Zelfstudie: Azure Stack Edge Mini R installeren

In deze zelfstudie wordt beschreven hoe u een fysiek Azure Stack Edge Mini R-apparaat installeert. De installatieprocedure omvat het bekabelen van het apparaat.

Het installeren kan ongeveer dertig minuten in beslag nemen.

In deze zelfstudie leert u het volgende:

  • Het apparaat inspecteren
  • Het apparaat bekabelen

Vereisten

De vereisten voor het installeren van een fysiek apparaat zijn als volgt:

Voor de Azure Stack Edge-resource

Zorg voordat u begint voor het volgende:

Voor het fysieke Azure Stack Edge Mini R-apparaat

Voordat u een apparaat implementeert, controleert u het volgende:

  • Het apparaat staat veilig op een vlak, stabiel en horizontaal werkoppervlak.
  • Controleer of de site waar u wilt instellen:
    • Standaardnetstroom aanwezig van een onafhankelijke bron, of
    • Een PDU-rek (Power Distribution Unit).
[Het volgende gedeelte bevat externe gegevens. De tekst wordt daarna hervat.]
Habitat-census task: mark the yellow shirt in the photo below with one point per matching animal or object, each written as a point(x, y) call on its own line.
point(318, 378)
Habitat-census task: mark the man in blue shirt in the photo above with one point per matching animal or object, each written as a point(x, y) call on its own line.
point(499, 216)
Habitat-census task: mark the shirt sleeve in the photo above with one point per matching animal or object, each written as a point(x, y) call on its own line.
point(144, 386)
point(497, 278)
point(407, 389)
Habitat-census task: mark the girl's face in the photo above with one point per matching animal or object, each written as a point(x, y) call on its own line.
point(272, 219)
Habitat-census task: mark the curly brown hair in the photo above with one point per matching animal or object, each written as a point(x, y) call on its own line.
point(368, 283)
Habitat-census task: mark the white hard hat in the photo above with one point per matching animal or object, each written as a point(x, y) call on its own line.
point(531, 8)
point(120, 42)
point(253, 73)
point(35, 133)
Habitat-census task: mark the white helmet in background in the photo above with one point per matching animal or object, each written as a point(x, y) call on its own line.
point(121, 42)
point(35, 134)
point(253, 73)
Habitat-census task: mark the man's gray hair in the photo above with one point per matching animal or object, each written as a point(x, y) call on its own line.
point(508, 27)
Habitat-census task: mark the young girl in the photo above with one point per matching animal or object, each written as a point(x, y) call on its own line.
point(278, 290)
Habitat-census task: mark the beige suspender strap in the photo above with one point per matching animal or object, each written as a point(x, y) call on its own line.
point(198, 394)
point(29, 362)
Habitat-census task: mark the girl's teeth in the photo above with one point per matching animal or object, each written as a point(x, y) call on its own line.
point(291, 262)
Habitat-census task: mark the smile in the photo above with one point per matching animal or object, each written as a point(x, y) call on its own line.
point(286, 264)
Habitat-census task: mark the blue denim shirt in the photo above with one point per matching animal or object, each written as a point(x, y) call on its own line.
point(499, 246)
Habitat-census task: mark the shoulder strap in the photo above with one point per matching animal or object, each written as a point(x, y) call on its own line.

Voor het netwerk in het datacenter

Voordat u begint:

  • Controleer de netwerkvereisten voor het implementeren van Azure Stack Edge Mini R en configureer het netwerk van het datacenter aan de hand van deze vereisten. Zie Netwerkvereisten voor Azure Stack Edge voor meer informatie.

  • Voor een optimale werking van het apparaat is een minimale internetbandbreedte van 20 Mbps nodig.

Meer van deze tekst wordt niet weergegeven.